Il précise que les personnes qui n’ont pas reçu un résultat de test positif ou qui n'ont pas obtenu un billet du médecin peuvent tout de même déposer une réclamation.

Nous encourageons toutes les personnes qui pensent avoir contracté la COVID sur leur lieu de travail à déposer une réclamation et à nous permettre de mener les enquêtes appropriées pour établir si c'est effectivement le cas, a-t-il déclaré.

La CSPAAT tient compte d’autres facteurs lors de la vérification d’une demande, selon M. Bujeya.

« Notre approche n’a pas énormément changé. Les informations que nous recueillons sont essentiellement les mêmes qu’avant Omicron. »

— Une citation de  Scott Bujeya, directeur des opérations à la Commission de la sécurité professionnelle et de l'assurance contre les accidents du travail de l'Ontario

Par exemple, les inspecteurs vérifient si le lieu de travail est considéré comme un endroit où le risque de propagation est élevé, si d’autres employés ont été contaminés par le virus ou si les membres de la famille de la personne qui a déposé une réclamation ont été malades eux aussi.

Depuis le début de la pandémie, la CSPAAT a approuvé 31 363 réclamations et en a rejeté 2257.

En date du 21 janvier, 5625 demandes étaient en attente.

Environ le tiers des demandes proviennent d’employés de résidences pour personnes âgées et de foyers de soins.

Les hôpitaux, les exploitations agricoles et les entreprises manufacturières sont parmi les lieux de travail les plus représentés parmi les demandes relatives à la COVID-19 que la CSPAAT a reçues.

Président du Conseil des syndicats d’hôpitaux de l’Ontario, Michael Hurley affirme que les réclamations de plusieurs travailleurs ont été refusées, car leur employeur a nié qu’ils avaient été contaminés au travail.

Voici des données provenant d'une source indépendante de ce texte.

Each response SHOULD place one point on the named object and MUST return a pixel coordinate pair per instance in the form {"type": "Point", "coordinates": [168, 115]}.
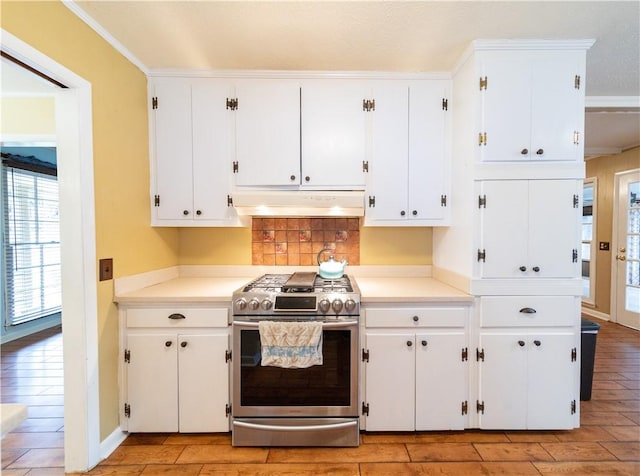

Son syndicat fait pression pour qu’on présume automatiquement que les travailleurs de la santé atteints de la COVID-19 ont attrapé le virus au travail.

« Il est très probable qu'ils l'aient contracté dans l'établissement de soins de longue durée ou à l'hôpital où ils travaillent. »

— Une citation de  Michael Hurley, président du Conseil des syndicats d’hôpitaux de l’Ontario

M. Hurley affirme que cette présomption devrait aussi s'appliquer à tous ceux qui travaillent directement avec le public, y compris les enseignants et le personnel des épiceries.